IT IS OCTOBER 2010 AND I AM IN THE KITCHEN OF AN OLD HOUSE IN SUSSEX. FROM THE KITCHEN, A DOOR LEADS TO THE HALLWAY. SUDDENLY THE DOOR BEGINS TO SWAY FROM SIDE TO SIDE. AT FIRST, I THINK NOTHING OF IT AND PUT IT DOWN TO A BREEZE FROM ANOTHER ROOM. BUT THEN THE SWAYING BECAME MORE DELIBERATE, AS IF A PRESENCE WERE TRYING TO COMMUNICATE FROM AFAR. THE DOOR MOVES TO ONE END, PAUSES FOR A SECOND, AND THEN PROCEEDS TO RETURN TO THE OTHER SIDE. TO AND FRO IT MOVES, UNTIL SUDDENLY, AND WITHOUT WARNING, IT STOPS. AS I STAND TO INVESTIGATE, AN IRIDESCENT LIGHT FILLS THE HALLWAY, AND A TALL SILHOUETTE CLAD IN BLACK SLOWLY CROSSES THE LANDING BEFORE DISAPPEARING INTO THE BRICK WALL. IN RESPONSE, THE SKIN ON MY BODY BECOMES CLAMMY WITH ANXIETY, WHILE THE HAIRS BEGINNING AT THE BASE OF MY HEAD AND EXTENDING TO THE LOWER REACH OF MY NECK RECOIL, AS IF THEY HAD GRASPED SOME KIND OF HORROR THAT I WAS STILL IN THE PROCESS OF EXPERIENCING. ONE MINUTE LATER, I AM ON THE STREET.

Disturbed by the vision, I look at the house from the vantage point of the outside. If the figure has come to me in a moment of private intimacy, then I am sure it would not follow me down the stairs and onto the other side of the street, and thereby expose itself to the public gaze. On the contrary, I am fairly convinced it is still inside, likely oscillating between the landing on the hallway and the kitchen, where – so I assume – it may have once encountered some kind of trauma that led it to being affixed to this place in time.

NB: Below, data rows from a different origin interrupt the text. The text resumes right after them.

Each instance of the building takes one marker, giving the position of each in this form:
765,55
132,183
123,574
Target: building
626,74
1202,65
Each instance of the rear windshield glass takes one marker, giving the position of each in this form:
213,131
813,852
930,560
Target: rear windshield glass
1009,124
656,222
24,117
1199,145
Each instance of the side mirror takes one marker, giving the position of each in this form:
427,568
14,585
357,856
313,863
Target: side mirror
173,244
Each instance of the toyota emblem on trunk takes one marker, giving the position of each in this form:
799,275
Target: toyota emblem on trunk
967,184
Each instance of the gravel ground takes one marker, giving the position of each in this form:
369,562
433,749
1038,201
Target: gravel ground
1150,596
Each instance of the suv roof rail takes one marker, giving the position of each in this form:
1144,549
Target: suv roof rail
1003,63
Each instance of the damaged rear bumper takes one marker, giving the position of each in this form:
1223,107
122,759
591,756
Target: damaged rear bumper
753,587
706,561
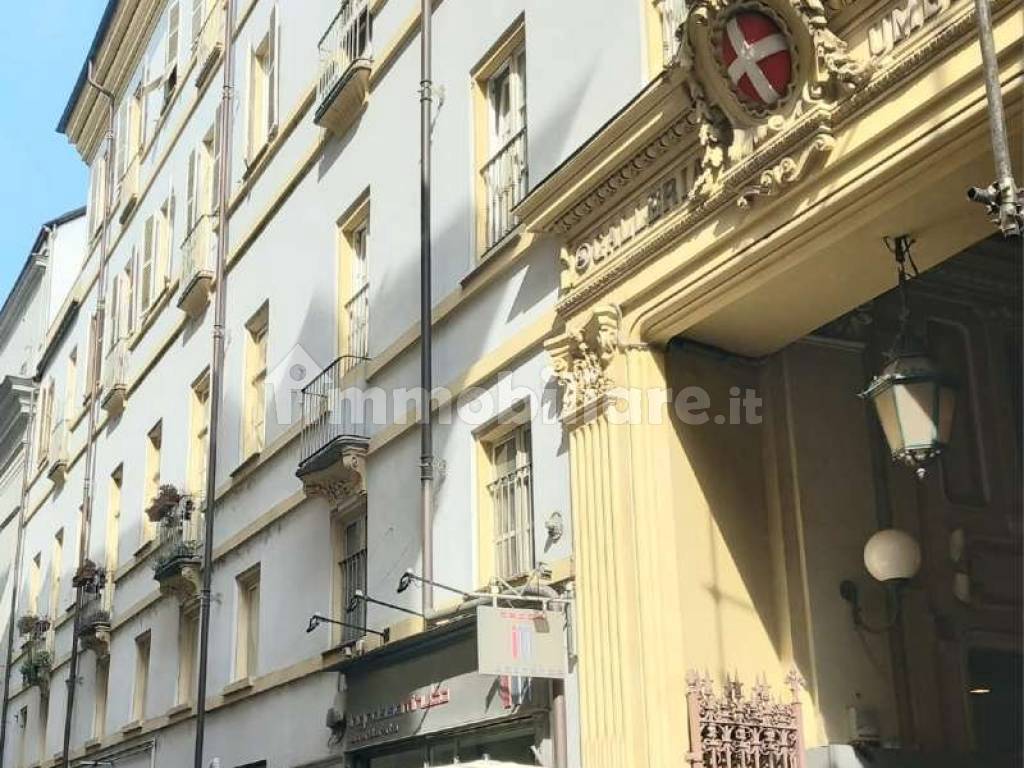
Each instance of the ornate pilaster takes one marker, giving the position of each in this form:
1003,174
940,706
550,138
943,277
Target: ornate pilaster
630,651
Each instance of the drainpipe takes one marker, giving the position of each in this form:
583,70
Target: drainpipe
1003,198
18,555
94,369
426,381
216,373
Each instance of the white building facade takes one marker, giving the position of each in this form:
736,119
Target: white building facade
315,505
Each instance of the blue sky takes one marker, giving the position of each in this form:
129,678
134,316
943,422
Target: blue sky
42,47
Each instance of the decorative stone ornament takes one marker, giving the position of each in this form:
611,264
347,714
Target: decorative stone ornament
757,58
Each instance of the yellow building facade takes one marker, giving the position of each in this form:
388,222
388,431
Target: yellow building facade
725,231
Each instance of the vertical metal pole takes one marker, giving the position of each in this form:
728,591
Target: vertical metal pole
426,373
1007,199
216,374
16,577
94,384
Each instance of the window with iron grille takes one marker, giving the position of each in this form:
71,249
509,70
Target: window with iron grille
512,502
352,576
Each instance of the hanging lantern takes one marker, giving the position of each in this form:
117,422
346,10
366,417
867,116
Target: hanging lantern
913,400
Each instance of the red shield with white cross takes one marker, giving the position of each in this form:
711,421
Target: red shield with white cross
757,56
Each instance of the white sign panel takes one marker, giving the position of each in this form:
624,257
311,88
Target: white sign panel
521,642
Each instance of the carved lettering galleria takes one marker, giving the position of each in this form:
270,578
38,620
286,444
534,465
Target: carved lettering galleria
899,24
632,220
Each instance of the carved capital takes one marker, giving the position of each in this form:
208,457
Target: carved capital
581,359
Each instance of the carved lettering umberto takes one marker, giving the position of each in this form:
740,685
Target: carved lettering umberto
644,211
901,23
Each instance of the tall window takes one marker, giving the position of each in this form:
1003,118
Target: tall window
154,443
263,66
187,637
511,494
71,384
502,137
113,526
200,434
56,564
350,551
142,644
355,286
247,635
99,701
254,431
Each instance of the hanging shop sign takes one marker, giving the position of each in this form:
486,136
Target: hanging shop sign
521,642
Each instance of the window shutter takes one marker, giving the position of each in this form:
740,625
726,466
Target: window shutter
215,171
190,196
146,278
273,69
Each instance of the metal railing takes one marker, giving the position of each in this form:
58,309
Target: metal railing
353,578
207,43
197,251
347,40
116,368
506,181
673,13
329,413
357,312
512,499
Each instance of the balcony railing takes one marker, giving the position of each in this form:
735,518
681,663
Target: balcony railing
673,13
115,375
197,264
208,41
357,313
331,415
506,181
347,40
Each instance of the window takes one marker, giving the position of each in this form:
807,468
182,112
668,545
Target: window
35,583
142,644
247,636
99,702
56,563
507,508
154,443
501,136
153,274
355,285
113,526
71,383
187,641
350,553
263,58
200,421
254,429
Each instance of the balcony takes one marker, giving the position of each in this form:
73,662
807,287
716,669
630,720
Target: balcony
333,443
94,625
178,550
115,378
128,189
57,454
673,13
346,58
506,182
208,42
197,267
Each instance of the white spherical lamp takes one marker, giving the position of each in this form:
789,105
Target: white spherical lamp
892,555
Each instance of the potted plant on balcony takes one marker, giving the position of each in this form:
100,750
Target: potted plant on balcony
164,504
33,626
177,569
36,669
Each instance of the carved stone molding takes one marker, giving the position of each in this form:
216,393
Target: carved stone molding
581,360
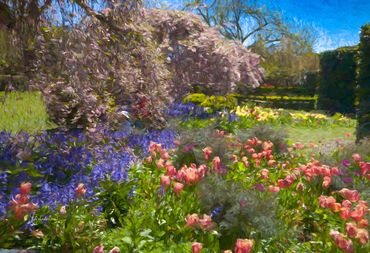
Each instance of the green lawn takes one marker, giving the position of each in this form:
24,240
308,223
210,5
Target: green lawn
23,111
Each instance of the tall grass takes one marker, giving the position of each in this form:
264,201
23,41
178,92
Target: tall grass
23,111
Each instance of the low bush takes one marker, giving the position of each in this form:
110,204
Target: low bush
363,91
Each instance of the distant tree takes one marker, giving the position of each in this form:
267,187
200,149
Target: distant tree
137,59
249,21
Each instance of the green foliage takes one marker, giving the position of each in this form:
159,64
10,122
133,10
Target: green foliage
196,98
282,91
23,111
77,230
257,220
213,103
363,91
338,80
267,133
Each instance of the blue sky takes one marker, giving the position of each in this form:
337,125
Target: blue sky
338,21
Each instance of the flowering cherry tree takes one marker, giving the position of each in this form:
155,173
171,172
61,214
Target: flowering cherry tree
138,58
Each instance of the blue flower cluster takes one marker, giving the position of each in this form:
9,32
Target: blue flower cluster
56,162
189,110
142,141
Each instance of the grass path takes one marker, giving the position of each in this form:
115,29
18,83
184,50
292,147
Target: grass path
319,135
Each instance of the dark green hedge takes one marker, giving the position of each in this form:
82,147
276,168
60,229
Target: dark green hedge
363,92
337,80
296,91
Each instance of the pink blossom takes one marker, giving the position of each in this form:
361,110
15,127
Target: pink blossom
165,181
216,164
160,163
273,188
114,250
351,195
207,153
351,229
98,249
362,236
300,187
327,181
192,220
271,163
356,157
206,222
265,173
178,187
80,190
342,242
25,188
243,246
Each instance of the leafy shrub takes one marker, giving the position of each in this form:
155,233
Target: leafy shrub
338,80
363,92
241,213
267,133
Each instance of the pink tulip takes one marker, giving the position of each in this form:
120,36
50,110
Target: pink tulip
192,220
300,187
206,222
216,164
80,190
363,223
351,229
63,210
165,181
342,242
178,187
271,163
265,173
25,188
243,246
171,170
207,153
356,157
362,236
274,188
114,250
245,161
160,163
98,249
351,195
327,181
196,247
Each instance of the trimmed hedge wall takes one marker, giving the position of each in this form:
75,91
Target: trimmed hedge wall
363,92
337,80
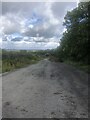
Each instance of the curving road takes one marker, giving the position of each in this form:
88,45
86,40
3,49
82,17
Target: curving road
45,90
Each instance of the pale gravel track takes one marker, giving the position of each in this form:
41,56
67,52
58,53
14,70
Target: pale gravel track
45,90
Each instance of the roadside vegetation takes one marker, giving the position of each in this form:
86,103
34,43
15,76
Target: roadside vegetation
16,59
74,44
73,49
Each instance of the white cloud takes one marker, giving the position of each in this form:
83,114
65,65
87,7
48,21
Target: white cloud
39,25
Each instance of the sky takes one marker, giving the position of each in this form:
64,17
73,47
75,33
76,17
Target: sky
32,25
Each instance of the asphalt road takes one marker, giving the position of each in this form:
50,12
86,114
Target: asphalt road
45,90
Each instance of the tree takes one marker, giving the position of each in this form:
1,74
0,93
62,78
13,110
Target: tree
74,43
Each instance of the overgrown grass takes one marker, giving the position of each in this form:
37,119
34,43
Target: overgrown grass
13,59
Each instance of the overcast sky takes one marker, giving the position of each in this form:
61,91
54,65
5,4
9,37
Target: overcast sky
33,25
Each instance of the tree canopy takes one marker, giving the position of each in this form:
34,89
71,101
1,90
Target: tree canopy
74,43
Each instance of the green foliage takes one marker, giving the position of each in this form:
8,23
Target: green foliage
17,59
74,44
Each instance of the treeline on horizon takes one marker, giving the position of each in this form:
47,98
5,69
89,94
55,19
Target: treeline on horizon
74,45
20,58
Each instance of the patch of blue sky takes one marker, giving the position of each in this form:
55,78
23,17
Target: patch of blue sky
35,19
16,35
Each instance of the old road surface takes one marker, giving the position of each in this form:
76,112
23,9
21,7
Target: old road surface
45,90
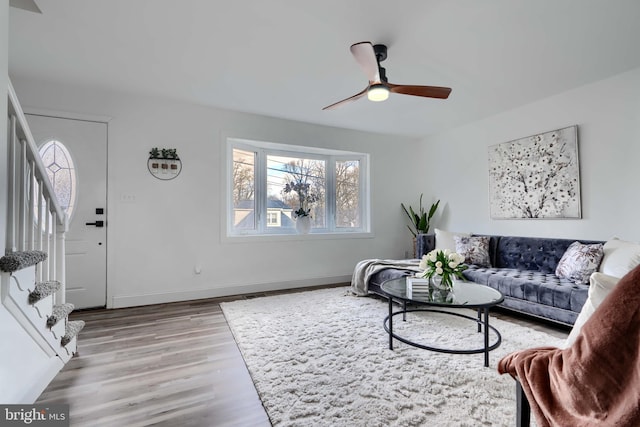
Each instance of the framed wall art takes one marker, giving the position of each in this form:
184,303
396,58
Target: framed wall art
536,177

How many other people had seen the figure since the conception of the house in the fifteenth century? Numerous people no doubt through the centuries, each of whom will have had their own story to tell. In addition, all of these people will have had their own interpretation of the figure, from the seventeenth century interpretation of spectres as restorers of social injustices of the living to the nineteenth century interpretation of the such sights as a figure of death that refuses to die, thus offering hope that in an increasingly secularised age, life after death remains possible.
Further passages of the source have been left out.